My CD and Record Shelf

The Things We Miss

Almost half way through the year and, because the first quarter was largely taken up with travel, it was difficult to then assess what the most difficult parts of this challenge were.

(The new Laura Marling record, Short Movie, is on the turntable. It didn’t come with a download code. How did people in the 70s ever get by without having music wherever they went?)

Lyndal has always said it would be hard for her to not revisit old books during this year. She continues to have that difficulty. Recently she started reading the start of the children’s sci-fi series The Tripods, by John Christopher. She had to stop during the first book because she couldn’t recall if she had read it as a child or just seen a TV series of it.

When Myuran Sukumaran and Andrew Chan‘s fates were still unsure, Lyndal had asked for a special dispensation in the event that they were executed. She felt that Gilead by Marilyn Robinson would be the book to help her make sense of the world. It was my recommendation that she not pursue that train of thought. These are the difficulties of this challenge. Sometimes we need that easy comfort and it’s just not there.

In a lighter situation, when news came that a found manuscript by Harper Lee was to be published, Lyndal’s thoughts went to rereading To Kill a Mockingbird for the -lost-count- time.

In music, she misses PJ Harvey especially and has probably found herself repeatedly listening to Sufjan Stevens’s Carrie & Lowell to fill whatever hole Polly-Jean has left. To be fair, the day Myuran and Andrew were executed, we both listened to that record on repeat. There’s so much emotion there.

As the subtitle of this site shows, I thought I would miss Sonic Youth most of all. For the past 24 years their song have been my go-to for comfort, understanding and desire.

But I haven’t missed Sonic Youth or any of my other at-hand, play-it-because-I-can’t-think-of-anything-else artists like the Beastie Boys. Those bands and artists that were such a part of my every day are still with me because they were with me every day. I can basically recite all of Paul’s Boutique off-by-heart.
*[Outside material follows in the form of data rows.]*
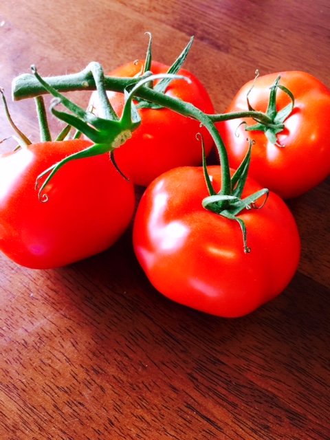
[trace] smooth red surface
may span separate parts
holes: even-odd
[[[295,98],[294,108],[273,144],[262,131],[245,131],[256,122],[237,119],[217,124],[228,151],[230,166],[239,166],[252,140],[250,175],[261,185],[288,199],[301,195],[321,183],[330,174],[330,90],[318,79],[301,72],[284,72],[260,76],[249,94],[256,111],[265,111],[270,87],[280,75],[280,84]],[[247,95],[253,80],[237,93],[228,113],[248,110]],[[280,89],[276,95],[277,110],[290,103]]]
[[[90,144],[45,142],[0,156],[0,249],[16,263],[36,269],[70,264],[105,250],[127,228],[134,188],[109,154],[65,164],[42,192],[48,201],[38,197],[38,175]]]
[[[174,62],[173,59],[173,62]],[[133,77],[143,72],[144,63],[130,63],[111,72],[113,76]],[[169,66],[153,61],[154,74],[165,74]],[[181,69],[178,74],[190,80],[174,80],[165,94],[193,104],[207,113],[214,112],[211,99],[201,82],[190,72]],[[124,107],[122,94],[108,92],[110,102],[118,116]],[[100,113],[98,98],[94,92],[90,104]],[[120,148],[115,152],[116,163],[122,171],[137,185],[146,186],[162,173],[176,166],[201,163],[201,144],[196,135],[203,135],[208,155],[213,144],[208,131],[199,121],[186,118],[168,109],[139,109],[141,125]]]
[[[218,192],[220,167],[208,172]],[[248,179],[242,197],[261,189]],[[239,214],[251,248],[245,253],[238,222],[203,208],[208,195],[200,167],[176,168],[156,179],[138,208],[134,249],[151,283],[168,298],[219,316],[241,316],[292,280],[300,251],[297,226],[283,200],[270,193],[264,206]]]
I also haven’t missed some of the newer music in my life, because after a while it was pretty easy to replace the music with new sounds.

I’ve missed the TV and movies that I like to embrace when the mood strikes. When we were in Germany I wanted to rewatch Top Secret just because one line kept repeating in my head: "I know a little German. He’s over there."

There’s another project that I’ve been working on about they way we live and I’ve really wanted to rewatch The Wire to get remember the passionate thoughts of a need for justice that coursed through me when I watched it the first time.

Sometimes I just want to watch a film again to see if it’s as good as I thought the first time. When I first watched David Lynch’s Inland Empire I was blown away by its existence on the edge of the subconscious. But that was when we had a CRT television. Now we have a big LCD screen and I really want to watch it again.

I have these hankerings to rewatch shows and movies. Some of them are for comfort and some of them are for my own interest but I have to stop myself every time that thought comes up. I keep thinking about what January next year is going to be like and wondering if I’ll have an air-conditioned screening room where I can lock myself for weeks.